Projekte

Results achieved in the molecular biology of Paramecium have shed new light on its elaborate membrane trafficking system. Paramecium disposes not only of the standard routes (endoplasmic reticulum --> Golgi --> lysosomes or secretory vesicles; endo- and phagosomes --> lysosomes/digesting vacuoles), but also of some unique features, e.g. and elaborate phagocytic route with the cytoproct and membrane recycling to the cytopharynx, as well as the osmoregulatory system with multiple membrane fusion sites. Exocytosis sites for trichocysts (dense-core secretory vesicles), parasomal sacs (coated pits), and terminal cisternae (early endosomes) display additional regularly arranged predetermined fusion/fission sites, which now can be discussed on a molecular basis. Considering the regular, repetitive arrangements of membrane components, availability of mutants for complementation studies, sensitivity to gene silencing, and so on, Paramecium continues to be a valuable model system for analyzing membrane interactions. This review intends to set a new baseline for ongoing work along these lines.

A Paramecium cell has a stereotypically patterned surface, with regularly arranged cilia, dense-core secretory vesicles and subplasmalemmal calcium stores. Less strikingly, there is also a patterning of molecules; for instance, some ion channels are restricted to certain regions of the cell surface. This design may explain very effective and selective responses, such as that to Ca2+ upon stimulation. It enables the cell to respond to a Ca2+ signal precisely secretion (exocytosis) or by changing its ciliary activity. These responses depend on the location and/or type of signal, even though these two target structures co-exist side-by-side, and normally only limited overlap occurs between the different functions. Furthermore, the patterning of exocytotic sites and the possibility of synchronous exocytosis induction in the sub-second time range have considerably facilitated analyses, and thus led to new concepts of exocytotic membrane fusion. It has been possible to dissect complicated events like overlapping Ca2+ fluxes produced from external sources and from internal stores. Since molecular genetic approaches have become available for Paramecium, many different gene products have been identified only some of which are known from higher eukaryotes. Although a variety of basic cellular functions are briefly addressed to demonstrate the uniqueness of this unicellular organism, this article focuses on exocytosis regulation.

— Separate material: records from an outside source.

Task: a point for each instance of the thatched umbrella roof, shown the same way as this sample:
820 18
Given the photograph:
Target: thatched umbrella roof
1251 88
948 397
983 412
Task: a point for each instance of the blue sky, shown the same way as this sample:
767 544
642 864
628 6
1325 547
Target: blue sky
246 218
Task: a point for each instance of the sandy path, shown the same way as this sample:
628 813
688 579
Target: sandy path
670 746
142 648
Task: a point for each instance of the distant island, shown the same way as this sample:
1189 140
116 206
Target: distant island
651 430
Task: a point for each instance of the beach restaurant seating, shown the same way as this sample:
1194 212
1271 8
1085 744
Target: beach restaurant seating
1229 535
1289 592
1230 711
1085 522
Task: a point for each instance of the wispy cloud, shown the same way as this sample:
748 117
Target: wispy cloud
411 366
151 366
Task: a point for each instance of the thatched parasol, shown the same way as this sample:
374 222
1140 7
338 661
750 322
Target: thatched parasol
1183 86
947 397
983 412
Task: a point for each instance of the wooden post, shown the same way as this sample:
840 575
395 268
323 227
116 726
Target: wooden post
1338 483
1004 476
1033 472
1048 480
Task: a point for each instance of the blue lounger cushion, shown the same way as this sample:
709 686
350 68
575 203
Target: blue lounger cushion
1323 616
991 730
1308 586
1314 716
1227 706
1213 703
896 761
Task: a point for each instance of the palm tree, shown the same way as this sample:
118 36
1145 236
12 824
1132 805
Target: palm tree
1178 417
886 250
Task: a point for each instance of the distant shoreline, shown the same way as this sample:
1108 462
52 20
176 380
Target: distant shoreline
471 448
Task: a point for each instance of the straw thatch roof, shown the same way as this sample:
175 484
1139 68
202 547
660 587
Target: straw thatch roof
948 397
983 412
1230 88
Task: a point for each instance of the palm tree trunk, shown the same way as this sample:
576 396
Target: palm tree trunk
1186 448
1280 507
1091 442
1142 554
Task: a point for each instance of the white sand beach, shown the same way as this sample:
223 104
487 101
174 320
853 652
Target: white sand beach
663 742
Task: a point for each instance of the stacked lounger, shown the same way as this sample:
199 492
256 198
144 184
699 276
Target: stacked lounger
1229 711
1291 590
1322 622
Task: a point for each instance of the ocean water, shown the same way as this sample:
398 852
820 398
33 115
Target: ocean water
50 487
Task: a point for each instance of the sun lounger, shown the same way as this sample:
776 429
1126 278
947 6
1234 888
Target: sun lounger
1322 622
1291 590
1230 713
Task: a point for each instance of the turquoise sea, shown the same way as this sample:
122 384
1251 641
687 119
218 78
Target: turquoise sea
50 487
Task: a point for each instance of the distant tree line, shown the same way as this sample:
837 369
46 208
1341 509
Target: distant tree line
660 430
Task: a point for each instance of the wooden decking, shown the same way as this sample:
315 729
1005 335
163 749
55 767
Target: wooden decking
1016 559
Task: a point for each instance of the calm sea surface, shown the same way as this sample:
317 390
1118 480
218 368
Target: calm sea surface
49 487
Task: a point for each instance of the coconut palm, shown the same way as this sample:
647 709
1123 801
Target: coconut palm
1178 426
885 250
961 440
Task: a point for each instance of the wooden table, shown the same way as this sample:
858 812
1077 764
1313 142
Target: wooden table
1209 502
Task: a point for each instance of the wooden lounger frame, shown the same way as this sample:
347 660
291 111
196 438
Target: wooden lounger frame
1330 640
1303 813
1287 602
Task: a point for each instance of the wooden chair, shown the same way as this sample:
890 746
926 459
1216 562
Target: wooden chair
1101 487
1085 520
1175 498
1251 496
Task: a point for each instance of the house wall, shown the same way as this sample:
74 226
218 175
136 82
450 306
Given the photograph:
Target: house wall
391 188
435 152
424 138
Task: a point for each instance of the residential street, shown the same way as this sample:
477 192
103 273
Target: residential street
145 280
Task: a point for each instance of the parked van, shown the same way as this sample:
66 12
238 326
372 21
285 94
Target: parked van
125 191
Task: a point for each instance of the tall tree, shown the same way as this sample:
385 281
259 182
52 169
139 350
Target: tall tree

N-ethylmaleimide (NEM)-sensitive factor (NSF), a regulator of soluble NSF attachment protein receptors (SNAREs), is required for vesicular transport in many eukaryotic cells. In the ciliated protozoon Paramecium, complex but well-defined transport routes exist, constitutive and regulated exocytosis, endocytosis, phagocytosis and a fluid excretory pathway through contractile vacuoles, that can all be studied independently at the whole cell level. To unravel the role of NSF and of the SNARE machinery in this complex traffic, we looked for NSF genes in Paramecium, starting from a partial sequence found in a pilot random sequencing project. We found two very similar genes, PtNSF1 and PtNSF2, which both seem to be expressed. Peptide-specific antibodies (Abs) recognize PtNSF as a 84 kDa band. PtNSF gene silencing results in decreasing phagocytotic activity, while stimulated exocytosis of dense core-vesicles (trichocysts), once firmly attached at the cell membrane, persists. Ultrastructural analysis of silenced cells shows deformation or disappearance of structures involved in membrane traffic. Aggregates of numerous small, smooth vesicles intermingled with branches of ER occur in the cytoplasm and are most intensely labeled with anti-NSF Ab-gold. Furthermore, elongated vesicles of ~30 nm diameter can be seen attached at cortical calcium storage compartments, the alveolar sacs, whose unknown biogenesis may thus be revealed. Involvement of PtNSF in some low frequency fusion events was visualized in non-silenced cells by immuno-fluorescence, after cautious permeabilization in the presence of ATP-γ-S and NEM. Our data document that PtNSF is involved in distinct pathways of vesicle traffic in Paramecium and that actual sensitivity to silencing is widely different, apparently dependent on the turnover of membrane-to-membrane attachment formation.

In exocytosis, secretory granules contact plasmamembrane at sites where microdomains can be observed, which are sometimes marked by intramembranous particle arrays. Such arrays are particularly obvious when membrane fusion is frozen at a subterminal stage, e.g., in neuromuscular junctions and ciliate exocytotic sites. In Paramecium, a genetic approach has shown thatthe rosettes of intramembranous particles are essential for stimulated exocytosis of secretory granules, the trichocysts. The identification of two genes encoding the N-ethylmaleimide-sensitive factor (NSF), a chaperone ATPase involved in organelle docking, prompted us to analyze its potential role in trichocyst exocytosis using a gene-silencing strategy. Here we show that NSF deprivation strongly interferes with rosette assembly but does not disturb the functioning of exocytotic sites already formed. We conclude that rosette organization involves ubiquitous partners of the fusion machinery and discuss where NSF could intervene in this mechanism.